Perseverance key to success for Evangeline Emma Hargrove
Never say the word “quit” in front of Emma Hargrove.
The refusal to back down from a challenge has been a way of life for the 2020-21 Evangeline, who was bestowed that honor during a year like no other since the tradition began in 1969 for the first annual Cajun Festival, which was renamed the International Acadian Festival one year later.
Instead, she made the most of the opportunity.
“It was a little slow, but I rode in a parade the day after I got the crown, and I rode with Santa across town at Christmas and did a ride across town at Easter,” she said.
Traditions ranging from the weekend-long Acadian Festival to the galas throughout the year all fell by the wayside during the pandemic.

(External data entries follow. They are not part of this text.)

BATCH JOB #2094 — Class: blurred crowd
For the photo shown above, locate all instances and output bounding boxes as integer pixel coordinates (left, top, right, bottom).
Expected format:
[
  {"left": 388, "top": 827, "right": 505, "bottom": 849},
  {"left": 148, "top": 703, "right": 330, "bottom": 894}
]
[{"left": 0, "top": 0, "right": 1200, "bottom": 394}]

The cancelation of so many events linked to Evangeline – including the festival itself – was a bit of a letdown for Emma, but she took the high road instead.
“Life went on … this was not the end of the world by any means,” she said. “I can’t feel sorry for myself during a year when so many people here and around the world were sick with the coronavirus and so many people lost their friends and loved ones.”
The daughter of Crockett and Paige Hargrove graduated in May from St. John High School. Even during a pandemic, the year was anything but quiet for Emma.
Even as the pandemic scaled down the traditions linked to Evangeline, Emma remained busy. In fact, it’s hard to imagine how she found time to sleep.
She lettered in volleyball and softball, and she earned second-team district honors in both sports.
When she wasn’t on the court or playing shortstop, Emma served as a cheerleader.
In the middle of her full schedule, she still found time to study – and graduated with a 4.3 grade point average.
The strong work ethic runs in her family.
Her mother is employed with the Louisiana Emergency Response Network, a job that rarely provides a breather.
Her father, an I&E Technician for Philips 66, emerged as one of the most accomplished players of the 1980s for the St. John football program, even as he fought through injuries.
“Both have driven me to do my best,” Emma said. “I couldn’t go to college unless I put in the study time, and even the small things like winning a game have meant everything.”
Emma takes exception on how society has labeled her generation as unsociable underachievers.
“I don’t like how they consider us self-absorbed or just being on our phones all time,” she said. “Being from a small town like Plaquemine has helped me not become what some say about my generation.
“Day by day, I look forward to seeing what people will say and do,” Emma said. “The best part of my life is meeting new people.”
Her next chapter in life begins she starts college this fall at LSU, where she will pursue a major in Engineering.
Emma attributes her career choice to her fascination with how machinery works, as well as her father’s occupation.
College life also brings a new set of challenges – and, as always, quitting is not an option, she said.
“My mom always tells me quitting is a habit – you do it once, and you’ll do it again and again,” Emma said. “I have to finish whatever I start, and that includes courses in college.”
A lot of those same principles came during her years in high school athletics.
Much of that came from her softball coach, Cynthia Prouty.
“She was a tough and very good coach, and her godchild (Hallie Rivet) is one of my best friends,” Emma said. “A lot of my life fundamentals have come from sports.”
Emma said she’s not sure where she will live once she graduates from college.
She wants to live at least short time in another area so she can become acclimated with other areas.
At the same time, she said she does not want to venture too far from Plaquemine.
And she will never take for granted what the year as Evangeline has been for her.
“A lot of my predecessors have told me it’s a once in a lifetime opportunity, and of all the others who could have gotten this honor, the picked me,” Emma said. “I can never take that granted.
“It’s been a great year, and I took the same approach my parents to take with everything else,” she said. “You have to make the most of every opportunity and remember that quitting is never an option.”